Myocarditis is documented at autopsy in up to 50% of AIDS patients who died from non­cardiac causes [2] and in 31-83% of patients with clinical signs of congestive heart failure [1].

It can be part of a disseminated infection, resulting from opportunistic mi­croorganisms such as Candida albicans, Cryp­tococcus neoformans, and Toxoplasma gondii. It most often shows histological features of lymphocytic myocarditis, suggestive of a vi­ral etiology. In fact, the presence of coxsack­ievirus B3, cytomegalovirus, and Epstein- Barr virus has been reported from autopsy samples from HIV-infected patients [1]. In ad­dition, HIV-1 nucleic acid sequences have been detected by in situ hybridization in au­topsy samples of patients with left ventricu­lar dysfunction [1], most of whom had active myocarditis on histology.

Pathologic Findings

On gross examination, a marked dilation of the cardiac chambers is almost always pres­ent.
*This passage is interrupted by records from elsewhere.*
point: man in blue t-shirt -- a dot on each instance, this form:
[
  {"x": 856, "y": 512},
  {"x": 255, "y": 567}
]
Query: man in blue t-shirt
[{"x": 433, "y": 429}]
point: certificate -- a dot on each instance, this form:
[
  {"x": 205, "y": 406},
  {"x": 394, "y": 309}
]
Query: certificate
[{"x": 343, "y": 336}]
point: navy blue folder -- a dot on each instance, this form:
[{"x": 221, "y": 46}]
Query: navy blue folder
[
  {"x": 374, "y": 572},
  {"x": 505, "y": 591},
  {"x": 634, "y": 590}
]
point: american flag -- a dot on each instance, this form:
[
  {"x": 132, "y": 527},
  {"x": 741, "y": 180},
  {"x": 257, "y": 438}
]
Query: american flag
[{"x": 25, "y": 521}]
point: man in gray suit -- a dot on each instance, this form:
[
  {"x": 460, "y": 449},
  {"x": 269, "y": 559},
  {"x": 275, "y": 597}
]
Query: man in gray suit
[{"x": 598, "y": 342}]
In most cases, owing to the focal distri­bution of inflammation and myocyte necro­sis, the myocardium is not flabby as it is in hearts with a diffuse inflammatory response. Heart weight is within normal limits. According to the Dallas criteria [4], active myocarditis is characterized by multi­focal or diffuse interstitial inflammatory infiltrates associated with degenerative changes or frank myocyte necrosis (Fig. 1). Histological findings in HIV-infected patients with myocarditis do not substan­tially differ from those observed in seroneg­ative patients. However, the degree of inflammatory infiltrate is generally milder. This is believed to result from the impaired efficiency of cell-mediated immunity [2]. In addition, the inflammatory infiltrate is mainly made by CD8+ lymphocytes, and aberrant expression of class II human leuko­cyte antigens (HLA) by cardiac myocytes is much rarer than in HIV-negative myocardi­tis [5]. The severity of clinical symptoms is not always related to the degree of myocar­dial inflammation and damage.

Autopsy stud­ies of AIDS patients who died of acute left ventricular dysfunction almost invariably show a marked inflammatory infiltrate [2]. However, mild and focal mononuclear infil­trates are frequently observed in hearts of AIDS patients, irrespective of the presence of cardiac symptoms.

Histology and immunohistochemistry rarely detect the presence of viruses in the myocardium. However, in situ hybridization or polymerase chain reaction studies reveal a high frequency of either cytomegalovirus or HIV-1, or both, in AIDS patients with lym­phocytic myocarditis and severe left ventric­ular dysfunction [1, 6] (Fig. 2). These data support the hypothesis that, at least in a subset of patients, HIV-1 has a pathogenic action and possibly influences the clinical evolution towards dilated cardiomyopathy [2,3].

Fig. 1 AIDS-related active lymphocytic my­ocarditis. There is a marked interstitial lym­phocytic infiltrate and myocyte necrosis. H&E, x20

Opportunistic myocardial infection is generally part of systemic infections. Fun­gal lesions are visible on gross examination as multiple, small, rounded plaques of whitish color, often hemorrhagic. On histol­ogy, the pathogens most frequently observed are protozoa such as T. gondii, or fungi such as Candida albicans, Cryptococcus neoformans, and Aspergillus spp. [2,3]. Myocardial and cerebral toxoplasmosis are often associated; histological examination shows “pseudocysts” packed with the proto­zoa within cardiac myocytes [2, 3]. Bacterial myocarditis is not infrequent in HIV-infect­ed drug addicts with infective endocarditis. It is a consequence of coronary emboliza­tion from valve vegetations [2].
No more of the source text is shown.